Edward Berger ist «ein bisschen überwältigt» – und das mit gutem Grund: sein Antikriegsdrama «Im Westen nichts Neues» holte sensationelle neun Oscar-Nominierungen. Als in Hollywood im Morgengrauen die Kandidaten für die 95. Oscar-Gala verkündet wurden, hörte der deutsche Regisseur aus Italien mit zu. Berger, zu Dreharbeiten in Rom, konnte sich über eine seltene Doppelnominierung in der Topsparte «Bester Film» und als bester internationaler Film freuen.
Nach Angaben der Oscar-Akademie ist «Im Westen nichts Neues» erst der achte nicht-englischsprachige Film überhaupt, der es gleichzeitig in beiden Kategorien schaffte. Die südkoreanische Satire «Parasite» schrieb 2020 Oscar-Geschichte, als sie diese beiden Trophäen auch gewann. Er sei «wahnsinnig froh und stolz drauf», diese kleine Schallmauer durchbrochen zu haben, sagte Berger der Deutschen Presse-Agentur am Dienstagnachmittag am Telefon.
Elf Nennungen für «Everything Everywhere All at Once»
Mehr Nominierungen als «Im Westen nichts Neues» bekam nur die schräge Science-Fiction-Komödie «Everything Everywhere All at Once» mit elf Nennungen. Die Tragikomödie «The Banshees of Inisherin» liegt mit neun Oscar-Chancen Kopf-an-Kopf. Acht Mal ist das Biopic «Elvis» vertreten, sieben Mal Steven Spielbergs autobiografisches Werk «The Fabelmans». «Top Gun: Maverick» und «Tár» kommen auf sechs Nennungen, «Black Panther: Wakanda Forever» auf fünf. James Camerons «Avatar» ist vier Mal auf der Liste. Die als bester europäischer Film des Jahres ausgezeichnete Satire «Triangle of Sadness» des Schweden Ruben Östlund geht in drei Kategorien ins Rennen – darunter beste Regie und bester Film.

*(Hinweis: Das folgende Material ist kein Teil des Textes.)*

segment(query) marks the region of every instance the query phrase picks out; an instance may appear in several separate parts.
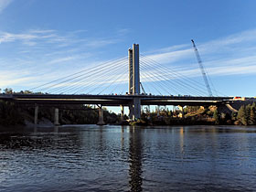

Vor dem Nominierungs-Triumph von «Im Westen nichts Neues» war «Das Boot» 1983 als deutscher Film mit den meisten Oscar-Anwartschaften gefeiert worden. Das Kriegsdrama von Wolfgang Petersen (1941 – 2022) war sechsmal nominiert, für Regie, adaptiertes Drehbuch, Kamera, Schnitt, Sound und Tonschnitt. Bei der Trophäenverleihung ging «Das Boot» aber gänzlich leer aus. «Gandhi» war damals mit acht Oscars der Abräumer des Abends.
Das Filmteam von «Im Westen nichts Neues» kann nun auch in diesen Sparten auf Oscar-Gold hoffen: Kamera, Make Up & Hairstyling, Produktionsdesign, Sound, visuelle Effekte und adaptiertes Drehbuch. Zudem wurde der deutsche Komponist Volker Bertelmann, auch unter dem Künstlernamen Hauschka bekannt, für seine eindringliche Filmmusik nominiert.
Das Grauen des Krieges
«Im Westen nichts Neues» nach der Buchvorlage von Erich Maria Remarque aus dem Jahr 1929 zeigt das Grauen des Ersten Weltkriegs aus der Sicht eines jungen Soldaten. Die Hauptrolle spielt der Österreicher Felix Kammerer.
«Ich habe das Buch so empfunden, dass es unheimlich lakonisch, mit so einer gewissen Distanz erzählt wurde und uns trotzdem in die Schuhe der Hauptfigur versetzt», sagte Berger. Diesen Ton hätten sie versucht einzufangen. Sie hätten versucht, den Zuschauer praktisch am Revers zu packen, durch den Matsch zu zerren und ihm oder ihr das Gefühl zu geben, subjektiv mit Paul Bäumer, der Hauptfigur, zu erleben.
Deutschlands letzter Erfolg im Rennen um den sogenannten Auslands-Oscar liegt über 15 Jahre zurück: 2007 gewann Florian Henckel von Donnersmarcks Stasi-Drama «Das Leben der Anderen» die begehrte Trophäe.
Ein weiterer deutscher Filmschaffender kann in diesem Jahr auf einen Oscar hoffen – Florian Hoffmeister ist für seine Kameraarbeit bei dem Drama «Tár» nominiert. Cate Blanchett, die darin eine fiktive Chefdirigentin der Berliner Philharmoniker namens Lydia Tár spielt, ist als beste Schauspielerin im Rennen.
Weitere Schauspieler und Schauspielerinnen mit Oscar-Chancen sind unter anderem Michelle Yeoh («Everything Everywhere All at Once»), Ana de Armas («Blond»), Colin Farrell («The Banshees of Inisherin»), Austin Butler («Elvis») und Brendan Fraser («The Whale»).
Die 95. Oscar-Verleihung im Dolby Theatre in Hollywood ist für den 12. März geplant. Der US-Moderator Jimmy Kimmel soll zum dritten Mal bei der Oscar-Gala als Gastgeber auf der Bühne stehen.